Metric for evaluated on the validation set during training. Default is “ldos”, meaning that the regular loss on the LDOS will be used as a metric. Possible options are “band_energy” and “total_energy”. For these, the band resp. total energy of the validation snapshots will be calculated and compared to the provided DFT results. Of these, the mean average error in eV/atom will be calculated.
- property use_graphs
Decide whether CUDA graphs are used during training.
Doing so will improve performance, but CUDA graphs are only available from CUDA 11.0 upwards.

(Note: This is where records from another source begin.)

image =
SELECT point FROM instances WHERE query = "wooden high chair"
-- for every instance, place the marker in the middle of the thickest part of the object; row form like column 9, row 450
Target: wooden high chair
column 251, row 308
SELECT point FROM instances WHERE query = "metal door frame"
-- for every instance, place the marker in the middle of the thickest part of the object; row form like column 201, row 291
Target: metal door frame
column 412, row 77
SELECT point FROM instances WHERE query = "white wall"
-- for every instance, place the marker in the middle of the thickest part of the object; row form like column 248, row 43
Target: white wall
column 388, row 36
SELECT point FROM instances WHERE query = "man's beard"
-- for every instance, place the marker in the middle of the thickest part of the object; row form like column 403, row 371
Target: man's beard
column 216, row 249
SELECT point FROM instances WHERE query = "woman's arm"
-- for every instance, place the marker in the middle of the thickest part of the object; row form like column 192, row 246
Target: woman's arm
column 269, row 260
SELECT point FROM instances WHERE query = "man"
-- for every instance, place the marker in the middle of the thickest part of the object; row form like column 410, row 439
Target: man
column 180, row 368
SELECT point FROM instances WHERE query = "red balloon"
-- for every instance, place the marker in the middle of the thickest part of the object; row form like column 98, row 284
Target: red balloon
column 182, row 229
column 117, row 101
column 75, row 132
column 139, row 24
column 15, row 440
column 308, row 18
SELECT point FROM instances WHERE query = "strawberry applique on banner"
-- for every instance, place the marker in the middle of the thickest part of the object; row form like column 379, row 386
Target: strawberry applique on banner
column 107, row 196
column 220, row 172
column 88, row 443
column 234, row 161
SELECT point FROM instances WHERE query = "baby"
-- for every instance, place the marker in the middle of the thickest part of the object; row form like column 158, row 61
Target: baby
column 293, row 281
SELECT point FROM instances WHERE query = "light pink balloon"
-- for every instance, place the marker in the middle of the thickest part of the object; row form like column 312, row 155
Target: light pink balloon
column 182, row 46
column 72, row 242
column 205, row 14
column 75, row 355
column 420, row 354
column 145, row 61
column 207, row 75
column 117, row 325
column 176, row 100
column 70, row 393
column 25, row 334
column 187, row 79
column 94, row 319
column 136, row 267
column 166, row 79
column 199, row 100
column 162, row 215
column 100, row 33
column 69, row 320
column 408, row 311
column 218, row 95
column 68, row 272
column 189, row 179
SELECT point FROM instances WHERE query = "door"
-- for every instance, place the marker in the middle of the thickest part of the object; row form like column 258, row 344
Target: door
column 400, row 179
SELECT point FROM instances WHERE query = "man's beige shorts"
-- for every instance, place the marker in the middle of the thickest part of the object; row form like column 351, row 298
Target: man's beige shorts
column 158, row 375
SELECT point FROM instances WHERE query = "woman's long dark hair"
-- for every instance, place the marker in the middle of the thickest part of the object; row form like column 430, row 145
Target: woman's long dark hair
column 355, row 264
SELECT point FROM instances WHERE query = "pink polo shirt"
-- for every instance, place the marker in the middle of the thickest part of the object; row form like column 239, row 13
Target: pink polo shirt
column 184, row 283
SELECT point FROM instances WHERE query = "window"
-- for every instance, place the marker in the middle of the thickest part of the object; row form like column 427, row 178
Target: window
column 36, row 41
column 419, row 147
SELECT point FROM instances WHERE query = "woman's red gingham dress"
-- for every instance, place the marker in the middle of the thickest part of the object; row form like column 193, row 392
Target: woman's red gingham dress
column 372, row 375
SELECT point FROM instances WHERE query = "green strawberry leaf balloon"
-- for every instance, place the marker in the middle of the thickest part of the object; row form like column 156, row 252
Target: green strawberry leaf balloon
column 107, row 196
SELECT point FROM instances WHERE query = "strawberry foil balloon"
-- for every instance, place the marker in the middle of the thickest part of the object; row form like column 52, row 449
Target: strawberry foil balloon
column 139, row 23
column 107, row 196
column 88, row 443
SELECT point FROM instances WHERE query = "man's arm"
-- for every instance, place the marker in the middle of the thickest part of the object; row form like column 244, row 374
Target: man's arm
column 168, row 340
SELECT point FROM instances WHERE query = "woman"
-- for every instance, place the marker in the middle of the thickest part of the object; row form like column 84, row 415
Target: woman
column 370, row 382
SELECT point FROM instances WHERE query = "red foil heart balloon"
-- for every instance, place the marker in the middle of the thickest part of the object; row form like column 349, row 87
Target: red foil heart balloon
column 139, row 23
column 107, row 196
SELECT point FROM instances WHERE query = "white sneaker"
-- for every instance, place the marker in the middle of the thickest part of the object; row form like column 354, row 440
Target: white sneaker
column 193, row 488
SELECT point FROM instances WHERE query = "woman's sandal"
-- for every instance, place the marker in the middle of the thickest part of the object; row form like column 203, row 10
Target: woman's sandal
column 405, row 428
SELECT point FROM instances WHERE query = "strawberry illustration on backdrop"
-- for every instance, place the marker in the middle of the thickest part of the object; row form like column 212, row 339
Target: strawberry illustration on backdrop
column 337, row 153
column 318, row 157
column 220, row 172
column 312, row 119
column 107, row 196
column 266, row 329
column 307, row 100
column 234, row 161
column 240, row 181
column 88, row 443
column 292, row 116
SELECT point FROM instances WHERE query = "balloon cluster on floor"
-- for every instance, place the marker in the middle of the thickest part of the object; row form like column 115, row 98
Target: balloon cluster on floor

- class ParametersTargets[source]
Bases:
ParametersBase
Parameters necessary for calculating/parsing output quantites.
- target_type
Number of points in the energy grid that is used to calculate the (L)DOS.
- Type:
string
- ldos_gridsize
Gridsize of the LDOS.
- Type:
int
- ldos_gridspacing_ev
Gridspacing of the energy grid the (L)DOS is evaluated on [eV].
- Type:
float
- ldos_gridoffset_ev
Lowest energy value on the (L)DOS energy grid [eV].
- Type:
float
- pseudopotential_path
Path at which pseudopotentials are located (for TEM).
- Type:
string
- rdf_parameters
Parameters for calculating the radial distribution function(RDF). The RDF can directly be calculated via a function call, but if it is calculated e.g. during a MD or MC run, these parameters will control how. The following keywords are recognized:
- number_of_binsint
Number of bins used to create the histogram.
- rMaxfloat
Radius up to which to calculate the RDF. None by default; this is the suggested behavior, as MALA will then on its own calculate the maximum radius up until which the calculation of the RDF is indisputably physically meaningful. Larger radii may be specified, e.g. for a Fourier transformation to calculate the static structure factor.
- Type:
dict
- tpcf_parameters
Parameters for calculating the three particle correlation function (TPCF). The TPCF can directly be calculated via a function call, but if it is calculated e.g. during a MD or MC run, these parameters will control how. The following keywords are recognized:
- number_of_binsint
Number of bins used to create the histogram.
- rMaxfloat
Radius up to which to calculate the TPCF. If None, MALA will determine the maximum radius for which the TPCF is indisputably defined. Be advised - this may come at increased computational cost.
- Type:
dict
- ssf_parameters
Parameters for calculating the static structure factor (SSF). The SSF can directly be calculated via a function call, but if it is calculated e.g. during a MD or MC run, these parameters will control how. The following keywords are recognized:
- number_of_binsint
Number of bins used to create the histogram.
- kMaxfloat
Maximum wave vector up to which to calculate the SSF.
- Type:
dict
- assume_two_dimensional
If True, the total energy calculations will be performed without periodic boundary conditions in z-direction, i.e., the cell will be truncated in the z-direction. NOTE: This parameter may be moved up to a global parameter, depending on whether descriptor calculation may benefit from it.
- Type:
bool
- property restrict_targets
Control if and how targets are restricted to physical values.
Can be “zero_out_negative”, i.e. all negative values are set to zero or “absolute_values”, i.e. all negative values are multiplied by -1.